Malta’s own austerity programme

The Minister of Finance had been warned. The European Commission has now got teeth. They were given to it by the European Parliament in the economic governance package. And Olli Rehn, the European Commissioner for Economic and Monetary Affairs, has said from day one that he meant to use them.

The media cannot be blamed for almost completely ignoring a short and cryptic announcement published practically over the weekend by the Minister of Finance that our Budget for this year will be “partially revised” by a fraction of a percentage of the GDP.

The volumes of speculative comment and reporting on the personal tragedies befalling two Sliema families together with the political high wire walking drama involving the Prime Minister did not leave space for the attention of as yet another bombshell.

Malta has been set its own austerity programme by Brussels and it has to be carried out now.

The information was camouflaged in percentages of this year’s forecast GDP. Hands up those who can recall a rough estimate of this figure in billions of euros, let alone work out on the spot 0.59 per cent of that figure, this time in millions of euros.

The where and how the cuts are to be carried out were covered by a liberal use of euphemism. No wonder the news passed on unobtrusively as something to be dealt with later.

What is interesting are the reasons given for this surprise partial revision: the ministry claiming “high levels of instability in economies worldwide” and the Prime Minister pointing to “the increasing risks in the inter­national economic situation”.

Presumably, these were not discounted in the Budget itself some eight weeks ago.

Let us be serious. The Maltese population is indeed very aware of the gravity of the eurozone crises and the importance that deficit and debt reductions have in containing it.

But weren’t we all bombarded with the message that this is what this year’s Budget was about?

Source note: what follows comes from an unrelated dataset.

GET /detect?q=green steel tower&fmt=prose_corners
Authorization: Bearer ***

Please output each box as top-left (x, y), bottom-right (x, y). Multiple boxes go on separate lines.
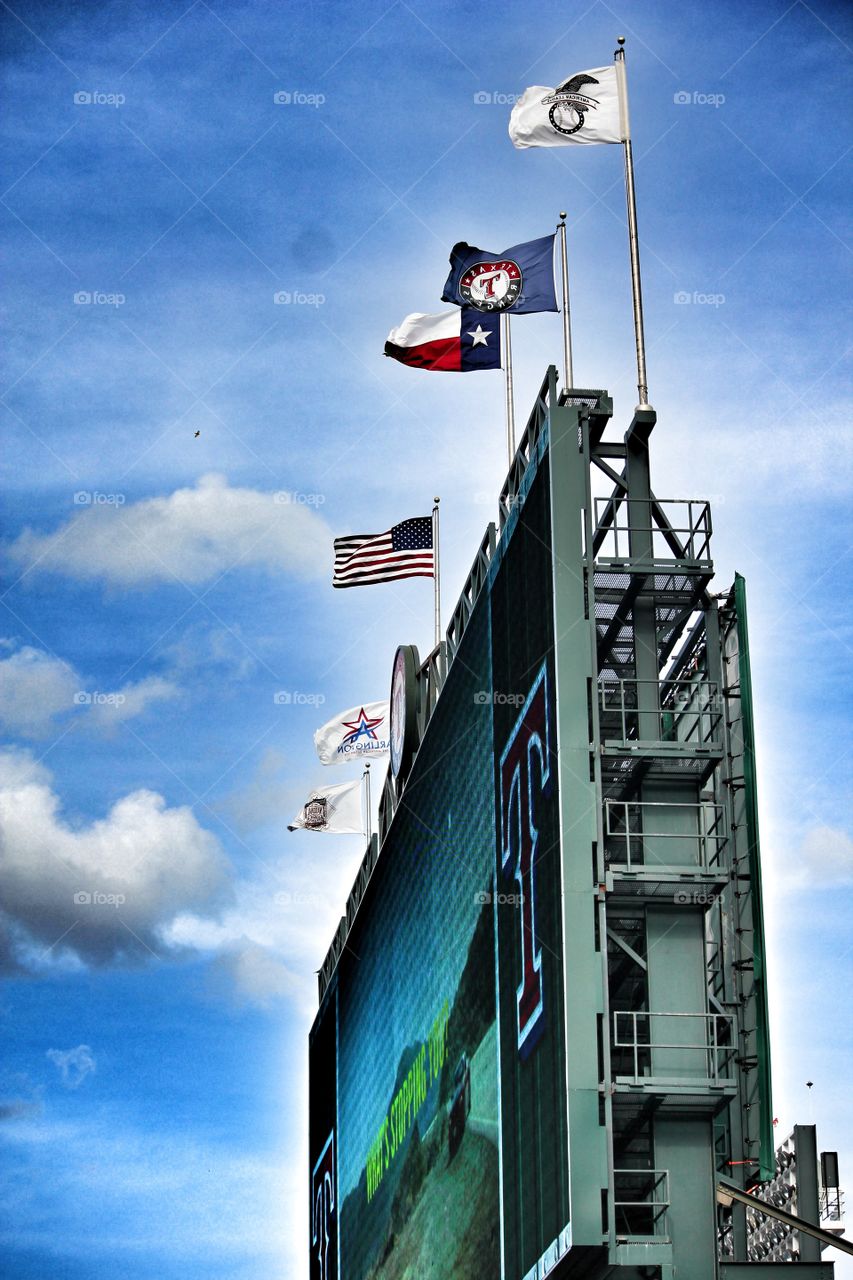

Lest we were not sure of the gravity of the situation, correspondents from our national broadcasting station were sent packing to travel to the two crises’ epicenters, east and west of the eurozone, to report in real time the pain felt by the population of those countries that have committed fiscal governance transgressions.

So what has happened over the festive season which a sober ministry picked up while we were all inebriated? A check on the internet finds that the situations had remained as bad as it was before. We have to look elsewhere for the real reasons.

If truth be told, the key to understanding this enigma can simply be found within the Budget discussion. The undersigned, together with the Labour leader and other spokesmen, had pointed out ad nauseam that the Budget was not sustainable for the simple reason that its forecast GDP was too optimistic.

This phenomenon was not new. It was observed to have been used many times before and most significantly in 2007 in the pre­paration for the 2008 Budget.

What happened in the third quarter of that year is now history. It is a known fiscal ploy that, if you want to aim for further expenditure growth while being asked to reduce the deficit, you are left with no avenue but to raise taxes, or, easier still, project on paper a increase in tax revenue. These, in turn, require a tweaking up of the projected GDP growth.

This time around, the inde­pendent Commission’s forecast for the Maltese economy showed a similar more modest though still positive growth but very worryingly a deficit that just touches down the three per cent mark at the end of 2011 but takes off again in the follow­ing years.

As for the debt ratio, nothing showed in the model that it could be stabilized, let alone start to be brought down.

A worried Mr Rehn had then sent a letter to the minister asking him for “convincing evidence” that the deficit will be “reigned in” to a lower value in a “sustainable manner”.

Unlike the Cypriot authorities, who announced at that time an “austerity package” to impress on the EU and the rating agencies that things are in hand, our own fiscal authorities did no such thing. Instead, the response of the minister was that the model of the Commission was wrong in the sense that it has always given conservative projections, in the past, and, in any case, the Commission had not yet seen what our 2012 Budget was holding in store.

It now turns out that the Commission has not been impressed with our Budget. Whether the one-off revenues were ignored or the estimated revenues brought down to credible proportions, the upshot is that the Commission found that the 2012 Budget has a 0.59 per cent of GDP hole to fill up. How this is done is for our government to decide. What is important is that this is done and done now. Or else the “six pack” penalty regime will come into force.

The government has at this point hinted that it means to do this through an expenditure cut. A shaving off of about €10 million in government wages. This can be translated into a one-time suppression of about 400 to 500 jobs in government departments and a reduction of overtime by about 400,000 hours.

That leaves still €30 million to go. Maintenance would be cut by €5 million. Some €14 million will be shaved from Programmes and Initiatives, which contain all sorts of expenditures from institutes and other assistance related to a ministry.

The balance of about €12 million is still left for the government entities to decide where to slice.

The €40 million figure, whether in taxes or expenditure cuts, is not an impossible figure but still very significant coming on top of the commitments promised by the government some weeks ago and which makes it impossible to retract now.

What is more difficult is that the population at large is confused as to how strong or weak is our economy due to the conflict­ing statements often made by the government.

The people can understand that sacrifices may be needed by the country but they need to be informed in the most transparent and consistent manner.

The government must lead by example but these examples must be convincing. To date, these qualities have been conspicuous by their absence.